Friday, October 23, 2009

Dust Your Average Day

Don’t you just love that red African soil? I know I do. I love it thinly coating my entire body, gathering greater density in the crevice between my nose and sunglasses, clinging to my Burts Beeswax-covered lips.

But how do you achieve this ‘look?’ (You’re clearly asking yourself right now). The answer is simple- you hop on the back of a ‘boda-boda’ motorcycle for a 40-minute ride from Gulu town to Paicho Primary School, in Paicho internally displaced persons (IDP) camp.

You may have gathered through conversations with me over the past few months, or maybe just from pulling up this blog, that Holly and I are here in Gulu to develop and eventually implement peace education curricula. As the first phase of our project, we’ve been meeting with local experts in the fields of education, youth leadership, and human rights. Most importantly, we’ve started to get to know the primary level 5 and 6 students from the two pilot schools we’re working with- Police Primary in Gulu town, and Paicho Primary in one of Gulu district’s countless IDP camps.


Police Primary is a beautifully maintained ‘urban’ school (urban for Gulu), recognized in the district as a ‘model’ school, with the some of the top teachers, highest examination scores, access to resources, etc. Paicho Primary is at the other extreme- a ‘rural’ school, with a larger population of directly war-affected children, and a scarcity of resources.

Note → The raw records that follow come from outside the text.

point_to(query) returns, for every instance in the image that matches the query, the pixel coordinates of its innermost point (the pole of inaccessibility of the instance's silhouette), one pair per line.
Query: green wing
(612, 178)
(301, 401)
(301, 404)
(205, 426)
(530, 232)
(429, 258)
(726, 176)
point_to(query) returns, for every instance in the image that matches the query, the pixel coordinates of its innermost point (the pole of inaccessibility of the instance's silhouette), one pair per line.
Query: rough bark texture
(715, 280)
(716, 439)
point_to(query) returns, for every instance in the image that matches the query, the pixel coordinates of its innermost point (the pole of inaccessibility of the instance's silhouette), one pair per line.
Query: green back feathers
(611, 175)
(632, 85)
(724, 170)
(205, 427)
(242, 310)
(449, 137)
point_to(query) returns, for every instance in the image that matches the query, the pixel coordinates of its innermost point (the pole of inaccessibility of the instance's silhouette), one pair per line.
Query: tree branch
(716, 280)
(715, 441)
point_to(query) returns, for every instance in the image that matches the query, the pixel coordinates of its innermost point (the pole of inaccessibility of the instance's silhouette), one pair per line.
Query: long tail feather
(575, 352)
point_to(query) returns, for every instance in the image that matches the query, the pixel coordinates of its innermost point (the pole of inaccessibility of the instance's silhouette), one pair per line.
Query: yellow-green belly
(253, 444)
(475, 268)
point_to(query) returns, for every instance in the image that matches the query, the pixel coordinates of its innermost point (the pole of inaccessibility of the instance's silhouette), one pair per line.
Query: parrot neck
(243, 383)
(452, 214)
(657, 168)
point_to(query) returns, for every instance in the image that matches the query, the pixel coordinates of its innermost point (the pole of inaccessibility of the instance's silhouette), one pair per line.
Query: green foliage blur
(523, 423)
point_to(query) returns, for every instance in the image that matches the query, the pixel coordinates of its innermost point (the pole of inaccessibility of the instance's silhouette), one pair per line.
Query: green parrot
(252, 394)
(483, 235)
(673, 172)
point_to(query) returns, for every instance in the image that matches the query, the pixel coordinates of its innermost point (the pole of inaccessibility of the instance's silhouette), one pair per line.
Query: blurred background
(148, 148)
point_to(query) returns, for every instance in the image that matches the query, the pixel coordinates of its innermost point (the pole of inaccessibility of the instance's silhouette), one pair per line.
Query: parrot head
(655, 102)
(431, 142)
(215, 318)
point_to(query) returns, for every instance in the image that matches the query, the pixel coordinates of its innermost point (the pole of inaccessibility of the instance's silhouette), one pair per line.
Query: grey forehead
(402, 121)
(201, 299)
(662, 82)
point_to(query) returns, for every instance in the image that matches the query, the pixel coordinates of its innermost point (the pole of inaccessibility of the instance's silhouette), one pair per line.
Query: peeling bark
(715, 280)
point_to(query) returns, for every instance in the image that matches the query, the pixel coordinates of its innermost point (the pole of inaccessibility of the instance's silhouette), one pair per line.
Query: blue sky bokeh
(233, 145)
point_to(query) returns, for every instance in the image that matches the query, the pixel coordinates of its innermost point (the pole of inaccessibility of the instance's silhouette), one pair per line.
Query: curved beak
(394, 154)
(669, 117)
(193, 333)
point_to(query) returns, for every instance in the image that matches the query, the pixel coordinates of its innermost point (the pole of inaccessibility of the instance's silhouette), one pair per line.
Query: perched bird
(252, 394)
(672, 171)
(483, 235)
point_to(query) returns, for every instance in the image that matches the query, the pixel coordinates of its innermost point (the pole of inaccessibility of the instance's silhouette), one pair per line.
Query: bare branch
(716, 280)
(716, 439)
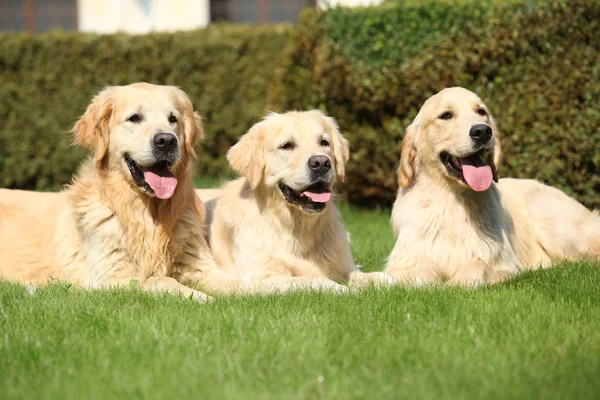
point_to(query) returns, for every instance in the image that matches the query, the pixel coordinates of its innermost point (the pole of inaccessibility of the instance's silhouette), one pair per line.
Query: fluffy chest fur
(126, 235)
(444, 230)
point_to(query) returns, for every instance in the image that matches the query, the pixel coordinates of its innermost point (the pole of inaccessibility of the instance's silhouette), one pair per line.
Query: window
(257, 11)
(35, 16)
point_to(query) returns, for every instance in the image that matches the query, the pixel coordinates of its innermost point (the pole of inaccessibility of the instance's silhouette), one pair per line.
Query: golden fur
(270, 243)
(448, 232)
(106, 229)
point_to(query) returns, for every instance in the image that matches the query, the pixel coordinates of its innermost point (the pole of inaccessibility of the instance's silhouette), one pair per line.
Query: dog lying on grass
(277, 227)
(131, 212)
(456, 222)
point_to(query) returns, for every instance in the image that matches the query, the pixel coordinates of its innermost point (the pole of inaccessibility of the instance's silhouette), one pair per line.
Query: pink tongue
(477, 173)
(318, 197)
(163, 186)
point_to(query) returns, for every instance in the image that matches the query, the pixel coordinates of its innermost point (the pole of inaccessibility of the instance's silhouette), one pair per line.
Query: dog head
(454, 139)
(297, 154)
(146, 132)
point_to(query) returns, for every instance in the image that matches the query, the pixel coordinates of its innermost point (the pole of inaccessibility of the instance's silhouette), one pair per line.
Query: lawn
(535, 336)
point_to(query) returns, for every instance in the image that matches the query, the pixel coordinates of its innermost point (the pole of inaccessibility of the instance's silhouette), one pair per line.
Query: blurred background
(369, 64)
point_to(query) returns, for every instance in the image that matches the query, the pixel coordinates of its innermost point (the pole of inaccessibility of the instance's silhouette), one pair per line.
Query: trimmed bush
(48, 80)
(536, 66)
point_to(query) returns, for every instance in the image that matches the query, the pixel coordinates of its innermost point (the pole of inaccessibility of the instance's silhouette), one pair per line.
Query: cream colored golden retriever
(455, 224)
(131, 212)
(277, 227)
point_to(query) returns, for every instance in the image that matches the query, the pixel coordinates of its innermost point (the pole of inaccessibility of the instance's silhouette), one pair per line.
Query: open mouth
(155, 179)
(312, 199)
(472, 169)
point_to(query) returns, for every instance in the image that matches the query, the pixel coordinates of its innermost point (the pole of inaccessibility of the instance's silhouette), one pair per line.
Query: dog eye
(135, 118)
(446, 115)
(287, 146)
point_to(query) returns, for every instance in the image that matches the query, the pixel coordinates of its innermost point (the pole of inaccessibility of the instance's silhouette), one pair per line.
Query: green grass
(535, 336)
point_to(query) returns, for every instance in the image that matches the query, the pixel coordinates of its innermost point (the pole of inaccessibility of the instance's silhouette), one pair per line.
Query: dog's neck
(446, 203)
(111, 189)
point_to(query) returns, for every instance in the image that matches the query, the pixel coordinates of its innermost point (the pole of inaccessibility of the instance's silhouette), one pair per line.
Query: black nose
(481, 133)
(319, 164)
(164, 141)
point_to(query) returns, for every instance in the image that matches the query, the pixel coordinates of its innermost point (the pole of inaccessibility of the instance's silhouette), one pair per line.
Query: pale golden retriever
(277, 227)
(131, 213)
(455, 224)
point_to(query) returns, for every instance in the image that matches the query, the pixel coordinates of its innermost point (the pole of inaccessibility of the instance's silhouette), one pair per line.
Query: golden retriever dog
(131, 213)
(277, 227)
(457, 223)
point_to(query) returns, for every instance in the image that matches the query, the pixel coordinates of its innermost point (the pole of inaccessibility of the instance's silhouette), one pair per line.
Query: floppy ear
(408, 159)
(192, 122)
(497, 155)
(341, 149)
(247, 155)
(91, 130)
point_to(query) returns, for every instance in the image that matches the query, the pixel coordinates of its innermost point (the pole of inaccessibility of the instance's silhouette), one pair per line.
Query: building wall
(142, 16)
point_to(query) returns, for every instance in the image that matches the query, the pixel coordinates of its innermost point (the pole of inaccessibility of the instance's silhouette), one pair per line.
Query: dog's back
(38, 238)
(564, 228)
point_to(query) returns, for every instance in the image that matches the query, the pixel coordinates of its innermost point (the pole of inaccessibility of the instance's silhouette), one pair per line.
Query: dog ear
(341, 148)
(192, 122)
(408, 159)
(247, 155)
(497, 155)
(91, 130)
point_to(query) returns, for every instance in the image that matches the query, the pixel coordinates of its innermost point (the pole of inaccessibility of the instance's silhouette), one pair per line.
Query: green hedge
(536, 66)
(46, 82)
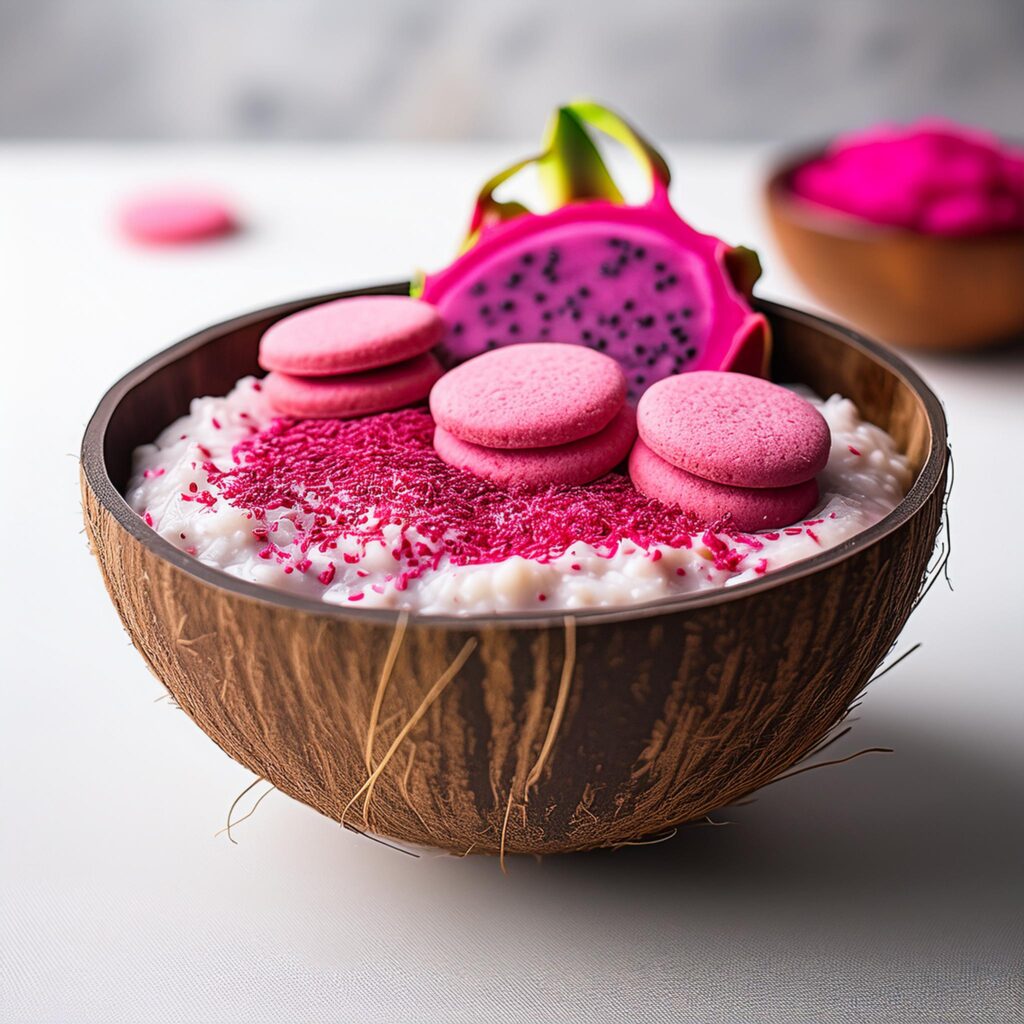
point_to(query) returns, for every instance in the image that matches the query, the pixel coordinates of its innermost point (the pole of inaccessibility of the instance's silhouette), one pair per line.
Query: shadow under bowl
(558, 733)
(908, 289)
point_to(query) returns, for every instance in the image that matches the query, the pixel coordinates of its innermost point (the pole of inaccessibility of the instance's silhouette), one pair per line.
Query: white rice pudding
(172, 489)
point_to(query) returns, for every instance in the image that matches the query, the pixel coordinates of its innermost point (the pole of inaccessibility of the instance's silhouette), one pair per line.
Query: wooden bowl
(907, 289)
(557, 732)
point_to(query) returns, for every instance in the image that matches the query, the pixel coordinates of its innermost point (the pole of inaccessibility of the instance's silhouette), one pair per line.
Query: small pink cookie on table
(578, 462)
(350, 335)
(734, 429)
(348, 395)
(176, 218)
(529, 395)
(747, 508)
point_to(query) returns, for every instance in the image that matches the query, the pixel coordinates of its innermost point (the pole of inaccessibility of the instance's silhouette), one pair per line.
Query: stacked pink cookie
(534, 415)
(351, 357)
(722, 444)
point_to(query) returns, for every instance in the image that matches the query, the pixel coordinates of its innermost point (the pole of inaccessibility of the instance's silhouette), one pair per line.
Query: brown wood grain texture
(653, 719)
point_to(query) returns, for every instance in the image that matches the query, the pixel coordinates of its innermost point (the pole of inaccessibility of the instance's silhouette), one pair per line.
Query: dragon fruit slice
(635, 282)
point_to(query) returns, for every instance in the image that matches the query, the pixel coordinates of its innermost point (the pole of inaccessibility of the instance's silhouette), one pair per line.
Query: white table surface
(886, 889)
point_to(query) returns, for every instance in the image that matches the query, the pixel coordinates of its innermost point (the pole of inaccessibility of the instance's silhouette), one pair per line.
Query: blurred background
(402, 70)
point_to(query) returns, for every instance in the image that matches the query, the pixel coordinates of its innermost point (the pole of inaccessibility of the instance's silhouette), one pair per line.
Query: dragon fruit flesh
(635, 282)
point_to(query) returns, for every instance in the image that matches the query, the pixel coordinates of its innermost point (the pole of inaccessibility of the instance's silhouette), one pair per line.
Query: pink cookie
(734, 429)
(353, 394)
(574, 463)
(748, 508)
(529, 395)
(176, 219)
(348, 335)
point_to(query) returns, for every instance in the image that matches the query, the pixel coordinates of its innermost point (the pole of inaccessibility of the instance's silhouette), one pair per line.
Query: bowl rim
(837, 223)
(93, 467)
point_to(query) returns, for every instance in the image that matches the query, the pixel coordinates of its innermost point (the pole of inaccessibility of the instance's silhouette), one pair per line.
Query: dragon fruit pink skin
(635, 282)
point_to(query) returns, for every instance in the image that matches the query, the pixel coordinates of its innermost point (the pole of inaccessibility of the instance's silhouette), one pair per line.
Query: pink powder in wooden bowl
(933, 177)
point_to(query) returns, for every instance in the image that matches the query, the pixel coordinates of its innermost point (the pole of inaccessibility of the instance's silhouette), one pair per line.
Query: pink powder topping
(342, 481)
(933, 177)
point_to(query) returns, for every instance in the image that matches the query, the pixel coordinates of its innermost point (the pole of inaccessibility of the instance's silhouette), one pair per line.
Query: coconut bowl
(532, 732)
(908, 289)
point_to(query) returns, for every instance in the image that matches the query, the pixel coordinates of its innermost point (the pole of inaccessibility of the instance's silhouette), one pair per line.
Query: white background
(888, 888)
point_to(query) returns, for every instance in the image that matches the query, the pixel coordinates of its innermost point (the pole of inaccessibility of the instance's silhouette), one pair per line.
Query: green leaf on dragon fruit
(570, 167)
(743, 268)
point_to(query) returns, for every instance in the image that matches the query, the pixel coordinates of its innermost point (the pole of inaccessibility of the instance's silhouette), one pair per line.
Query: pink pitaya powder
(933, 177)
(364, 513)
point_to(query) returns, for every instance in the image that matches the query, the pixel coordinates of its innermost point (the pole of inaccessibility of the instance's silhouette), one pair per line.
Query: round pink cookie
(748, 508)
(529, 395)
(347, 335)
(574, 463)
(176, 219)
(734, 429)
(353, 394)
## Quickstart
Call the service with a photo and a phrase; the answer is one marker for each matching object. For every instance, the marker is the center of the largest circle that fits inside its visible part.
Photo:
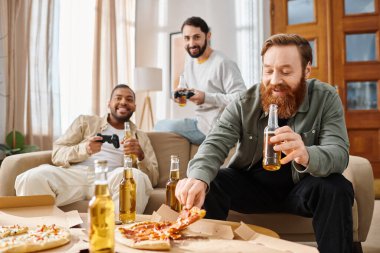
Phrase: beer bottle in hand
(271, 158)
(128, 135)
(101, 213)
(182, 94)
(171, 200)
(127, 193)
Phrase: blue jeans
(185, 127)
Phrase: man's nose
(276, 78)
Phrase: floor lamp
(147, 79)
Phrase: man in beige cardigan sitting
(72, 177)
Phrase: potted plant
(15, 144)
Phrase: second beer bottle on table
(271, 158)
(127, 193)
(127, 135)
(171, 200)
(101, 213)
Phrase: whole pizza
(24, 239)
(152, 235)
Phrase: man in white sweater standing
(213, 79)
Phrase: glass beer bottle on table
(127, 135)
(127, 193)
(171, 199)
(271, 158)
(101, 213)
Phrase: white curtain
(252, 31)
(114, 49)
(31, 84)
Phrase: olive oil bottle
(101, 213)
(171, 199)
(128, 135)
(271, 158)
(127, 193)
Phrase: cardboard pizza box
(218, 237)
(35, 210)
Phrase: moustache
(279, 87)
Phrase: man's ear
(308, 70)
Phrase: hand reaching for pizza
(191, 192)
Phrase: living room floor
(371, 245)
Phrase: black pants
(328, 200)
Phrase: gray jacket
(319, 121)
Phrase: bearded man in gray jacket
(312, 138)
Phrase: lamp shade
(148, 79)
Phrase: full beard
(201, 50)
(288, 104)
(121, 118)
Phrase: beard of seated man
(287, 105)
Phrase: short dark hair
(283, 39)
(196, 22)
(123, 86)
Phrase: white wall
(156, 19)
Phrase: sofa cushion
(157, 198)
(167, 144)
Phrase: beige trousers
(77, 183)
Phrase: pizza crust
(36, 240)
(147, 244)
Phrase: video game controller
(114, 139)
(187, 93)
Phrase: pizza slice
(6, 231)
(36, 239)
(152, 235)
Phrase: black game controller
(114, 139)
(187, 93)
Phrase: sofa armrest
(360, 174)
(14, 165)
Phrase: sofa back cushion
(166, 144)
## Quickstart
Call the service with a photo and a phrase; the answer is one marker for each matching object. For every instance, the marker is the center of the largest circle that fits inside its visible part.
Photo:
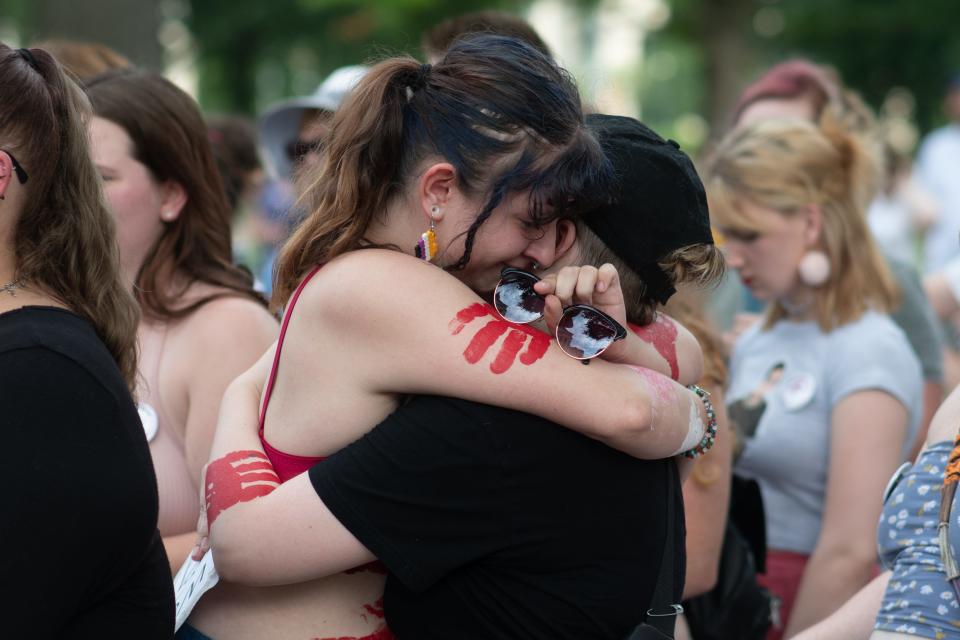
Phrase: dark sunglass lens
(516, 300)
(583, 333)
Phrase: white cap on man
(280, 124)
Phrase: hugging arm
(444, 340)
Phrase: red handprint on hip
(489, 333)
(239, 476)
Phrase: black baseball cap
(659, 204)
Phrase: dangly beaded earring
(426, 247)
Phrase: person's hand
(599, 288)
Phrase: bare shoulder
(376, 279)
(230, 319)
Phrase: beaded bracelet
(711, 434)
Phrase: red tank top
(288, 465)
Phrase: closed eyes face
(132, 194)
(509, 237)
(766, 256)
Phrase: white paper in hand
(193, 580)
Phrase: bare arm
(286, 537)
(207, 351)
(706, 498)
(475, 355)
(845, 555)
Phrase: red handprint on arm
(489, 333)
(662, 334)
(239, 476)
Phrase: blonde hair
(787, 165)
(697, 265)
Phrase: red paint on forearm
(516, 336)
(483, 340)
(239, 476)
(661, 385)
(465, 316)
(508, 352)
(662, 334)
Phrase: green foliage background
(251, 52)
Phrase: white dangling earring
(814, 268)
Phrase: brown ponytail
(65, 240)
(503, 114)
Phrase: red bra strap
(283, 332)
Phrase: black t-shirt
(499, 524)
(82, 556)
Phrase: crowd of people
(259, 369)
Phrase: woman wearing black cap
(372, 323)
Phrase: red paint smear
(383, 633)
(660, 383)
(488, 335)
(508, 352)
(484, 339)
(228, 484)
(465, 316)
(662, 334)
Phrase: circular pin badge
(797, 391)
(149, 419)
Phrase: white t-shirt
(786, 382)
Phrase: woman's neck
(396, 228)
(800, 305)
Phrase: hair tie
(26, 55)
(421, 80)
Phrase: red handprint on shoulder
(239, 476)
(488, 334)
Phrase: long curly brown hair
(65, 240)
(170, 138)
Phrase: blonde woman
(840, 418)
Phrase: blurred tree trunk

Today, Holly and I slathered our pasty selves with sunscreen, filled up our water bottles, and mounted a couple boda-bodas with boxes of needs-assessment surveys in tow. We rode up to Paicho Primary, where we were greeted with the typical stares, giggles, and shrieks of ‘munu’ (whitey). We carried out the surveys with the P5 and P6 students- the upcoming P6 and P7 students with whom we’ll be implementing our curriculum come February.









While we haven’t yet had a chance to read through the hundreds of surveys (combined with those from Police Primary, we have about 450), we hope that the children’s responses will help us to understand their knowledge, attitudes and skills around peace and conflict resolution.

Tikka-MaSalsa,

Miriam

Wednesday, October 21, 2009

Rebranding Aid

Reporting last week on President Obama's recently won Nobel Peace Prize, celebrity artist-turned-anti-poverty-activist Bono writes in a New York Times Op-ed that this is the beginning of the rebranding of America. He says this year's Prize is a signal that Obama is a leader who will bring us into the global peace building fold rather than one whose initiatives consistently undermine it. Of the new administration, Bono excites, "From a development perspective, you couldn’t dream up a better dream team to pursue peace in this way, to rebrand America." A sea change for the US, to be sure. 

But what about a change for the direct beneficiaries of peace building and poverty eradication efforts, regardless of whose flag those efforts are under? The problems with international aid go far beyond the US's recent absence. As a global community, we need to look at what has happened to and due to status quo aid work. In our very small way, this initiative aims to confront those questions and attempt a change of tack. This blog will keep you posted on what comes of it. 

Some background: Northern Uganda recently emerged from an armed conflict between government and rebel armies that lasted from 1986 - 2006. The war's architects conscripted tens of thousands of child soldiers and led campaigns of ethnically-based violence, widescale sex slavery and the displacement of 2 million people. 

In the immediate post-war setting, Uganda was a magnet for emergency humanitarian aid programs. Our program base is littered with UN compounds and European government-funded projects. At the height of the war, in their well-oiled way, they came in, set up shop, and saved lives by the thousands. Now they've moved to post-war reconstruction, handing out the last of the food aid, resurrecting demolished buildings and doling out micro loans to entrepreneur hopefuls. These are necessary activities, but there is a significant lack of two things here as in many peace building efforts elsewhere the world: preventative approaches and intellectual development.

This year, we are bringing attention to the war-afflicted population of Northern Uganda in a way that hasn't been done before. Our beneficiaries: youth and the future they influence. Our method: build democratic classrooms and give children the tools to promote the survival of peace in their society.

With this project, we want to participate in rebranding post-conflict and poverty-eradication efforts toward paying as much attention to the minds of future leaders as is paid to the roof and four walls that we call a classroom.

Blogging from our base in Gulu, Uganda, we'll keep you updated on project progress, informed on issues relevant to the region, and entertained with daily reflections and photography. For more on the overall project plan, philosophy and parent organization (Insight Collaborative) visit our program website.

Finally, let our experience be a call to action - there is a lot to be done to rebrand aid and the trajectory of the next generation. As Bono points out, "The Nobel Peace Prize is the rest of the world saying, ‘Don’t blow it.’ But that’s not just directed at Mr. Obama. It’s directed at all of us."

Enjoy the blog and please send comments—we’re excited about the year ahead and love feedback as much as the next novice fieldworker.